Use --robot when another tool or agent needs JSON:

specmem sessions search "auth migration decision" --robot

Session search currently falls back to text search when no semantic session vector store is configured, so it works as a low-friction recovery path even before a full production setup.

Context Optimization¶

Long-running coding tasks fail when the agent receives either too little context or too much undifferentiated context. SpecMem’s optimizer ranks memory and fits it to a token budget:

pinned blocks first
then higher semantic relevance
then complete chunks before truncated chunks
sentence-boundary truncation when a block is too large
JSON, Markdown, or text formatting overhead included in the budget

Use the streaming API when the agent UI or orchestration layer wants incremental context delivery:

from specmem.context import StreamingContextAPI

api = StreamingContextAPI(memory_bank, default_budget=4000)

async for item in api.stream_query(
    "authentication requirements and test impact",
    profile="claude-code",
    timeout_ms=1500,
):
    print(item.to_dict())

Agent profiles let each coding agent use its own context preferences without changing the underlying memory store.

Making Specs Stay Useful¶

A memory layer becomes noisy if stale specs never decay.
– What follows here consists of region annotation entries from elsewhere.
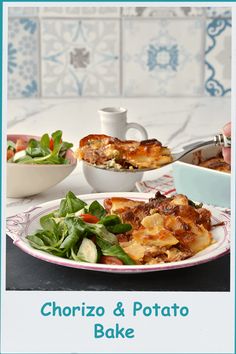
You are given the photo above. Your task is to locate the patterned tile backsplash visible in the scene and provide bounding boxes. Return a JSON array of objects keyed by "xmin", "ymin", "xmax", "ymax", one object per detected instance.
[
  {"xmin": 123, "ymin": 19, "xmax": 203, "ymax": 96},
  {"xmin": 8, "ymin": 6, "xmax": 231, "ymax": 98}
]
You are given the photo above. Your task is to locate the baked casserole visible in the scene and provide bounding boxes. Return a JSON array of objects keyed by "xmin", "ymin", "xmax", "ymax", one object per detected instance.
[
  {"xmin": 76, "ymin": 134, "xmax": 172, "ymax": 170},
  {"xmin": 104, "ymin": 192, "xmax": 212, "ymax": 264}
]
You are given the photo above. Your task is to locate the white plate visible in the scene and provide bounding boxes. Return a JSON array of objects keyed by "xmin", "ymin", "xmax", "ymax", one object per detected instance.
[{"xmin": 6, "ymin": 192, "xmax": 230, "ymax": 273}]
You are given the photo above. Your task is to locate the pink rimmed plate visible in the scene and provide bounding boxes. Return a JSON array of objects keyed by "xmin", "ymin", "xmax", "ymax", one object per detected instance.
[{"xmin": 6, "ymin": 192, "xmax": 230, "ymax": 273}]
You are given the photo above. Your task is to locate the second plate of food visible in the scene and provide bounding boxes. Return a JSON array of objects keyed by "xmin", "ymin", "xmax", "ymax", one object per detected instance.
[{"xmin": 7, "ymin": 192, "xmax": 230, "ymax": 273}]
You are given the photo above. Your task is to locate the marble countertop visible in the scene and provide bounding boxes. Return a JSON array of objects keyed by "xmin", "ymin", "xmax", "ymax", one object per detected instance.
[{"xmin": 6, "ymin": 97, "xmax": 231, "ymax": 216}]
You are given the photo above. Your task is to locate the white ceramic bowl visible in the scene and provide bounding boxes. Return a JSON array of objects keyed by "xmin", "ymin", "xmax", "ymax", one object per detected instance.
[
  {"xmin": 7, "ymin": 135, "xmax": 77, "ymax": 198},
  {"xmin": 82, "ymin": 161, "xmax": 143, "ymax": 192},
  {"xmin": 173, "ymin": 145, "xmax": 231, "ymax": 208}
]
SpecMem includes lifecycle tools to keep memory useful:

specmem validate
specmem health
specmem compress --all
specmem prune --orphaned

Use these before important agent work or in CI:

validate detects contradictions, missing acceptance criteria, duplicates, and timeline issues.
health scores spec quality and freshness.
compress reduces verbose specs so they fit into context windows.
prune archives stale or orphaned memory.

Demo Flow for a Talk¶

For a live walkthrough of an agent memory layer:

Initialize memory in a repo:

specmem init --hooks
specmem scan
specmem build

Show semantic retrieval:

specmem query "What are the requirements for authentication?"

Show repository-scale impact:

specmem graph impact src/auth/service.py
specmem tests --file src/auth/service.py

Switch from local memory to Qdrant:

pip install "specmem[qdrant]"
specmem vector-backend qdrant
specmem build

Recover prior session context:

specmem sessions config --auto --workspace-only
specmem sessions index --workspace-only
specmem sessions search "architecture decision" --days 14

Connect an agent through MCP and call specmem_context before editing code.

The story to emphasize is simple: vector search finds likely memory, structured specs preserve intent, and token-aware context optimization makes the memory usable by real coding agents.